COVID Misinfo. Mostly just flailing today to make up for my highly productive yesterday

GOES

  • I got asynchronous mode working:
    write_options = WriteOptions(batch_size=200,
                                 flush_interval=1000,
                                 jitter_interval=0,
                                 retry_interval=1000)
    write_api = client.write_api(write_options=write_options)
    for i in range(len(self.measurement_list)):
        t = self.measurement_list[i]
        p = Point(self.name).field(self.keyfield, t[0]).time(t[1])
        for key, val in self.tags_dict.items():
            p.tag(key, val)
        write_api.write(bucket=bucket_name, record=p)
        print("to_influx {}".format(p.to_line_protocol()))
    write_api.__del__()
  • I had a scare that I was dropping data silently, but it was just outside of the time window for the query
  • Weird problem with tags. It appears that the value part can’t be unique for every row? I wanted to label samples uniquely, but it seems to corrupt the read somehow
  • Queries
  • Work with Biruh to figure out his Influx issues? Nope, ghosted for now
  • 11:00 IRAD Meeting
  • 2:00 NOAA Meeting
    • Just status. Clearly everything is sliding

Phil 4.8.20

D20:

  • Talk to Zach about chart size bug?
    • Yes! The charts are fixed.
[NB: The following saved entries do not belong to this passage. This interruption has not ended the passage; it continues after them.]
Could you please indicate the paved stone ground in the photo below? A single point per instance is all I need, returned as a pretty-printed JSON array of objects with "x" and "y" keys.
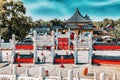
[{"x": 109, "y": 70}]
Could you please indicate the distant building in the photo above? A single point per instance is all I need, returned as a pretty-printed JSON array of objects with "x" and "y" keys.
[{"x": 79, "y": 24}]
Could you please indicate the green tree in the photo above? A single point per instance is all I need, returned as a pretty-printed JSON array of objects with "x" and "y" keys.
[{"x": 13, "y": 19}]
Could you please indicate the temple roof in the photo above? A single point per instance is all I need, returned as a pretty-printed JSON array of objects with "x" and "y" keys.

We also went through the rest of the punch list.
    • Had to update the json file to handle date and other meta information
  • We are going to need a top level dashboard, something like number of countries in the DANGER, WARNING, and CONTROLLED buckets

COVID Twitter

  • Continue getting spreadsheets ingested.
  • Got the first one in, trying all of them now. Had to remember about INSERT IGNORE
  • It’s chugging along!

GOES

  • Got the db behaving! influxWithData
  • The first and most important thing is that you have to multiply unixtime by 1,000,000,000 for it to work. Got that from this page in the 1.7 guide
  • Second is how tags can be added in code:
    p = Point(self.name).field(self.keyfield, t[0]).time(t[1])
    for key, val in self.tags_dict.items():
        p.tag(key, val)

    That’s pretty nice.

  • Another nice feature that I discovered looking through the code is that there is a to_line_protocol() method, which produces correct lines. It looks like the InfluxDB parser doesn’t like spaces. Here’s an example of correct lines that I am reading in:
    measure_1,tagKey_1=tagValue_11,tagKey_2=tagValue_12,tagKey_3=tagValue_13 val_1=0.0 1586352302000000000
    measure_1,tagKey_1=tagValue_11,tagKey_2=tagValue_12,tagKey_3=tagValue_13 val_1=0.09983341664682815 1586352312000000000
    measure_1,tagKey_1=tagValue_11,tagKey_2=tagValue_12,tagKey_3=tagValue_13 val_1=0.19866933079506122 1586352322000000000
    measure_1,tagKey_1=tagValue_11,tagKey_2=tagValue_12,tagKey_3=tagValue_13 val_1=0.29552020666133955 1586352332000000000
    measure_1,tagKey_1=tagValue_11,tagKey_2=tagValue_12,tagKey_3=tagValue_13 val_1=0.3894183423086505 1586352342000000000
    measure_1,tagKey_1=tagValue_11,tagKey_2=tagValue_12,tagKey_3=tagValue_13 val_1=0.479425538604203 1586352352000000000

    The reason that I’m reading in data is that the direct, SYNCHRONOUS writes to the database are pretty slow. Looking into that.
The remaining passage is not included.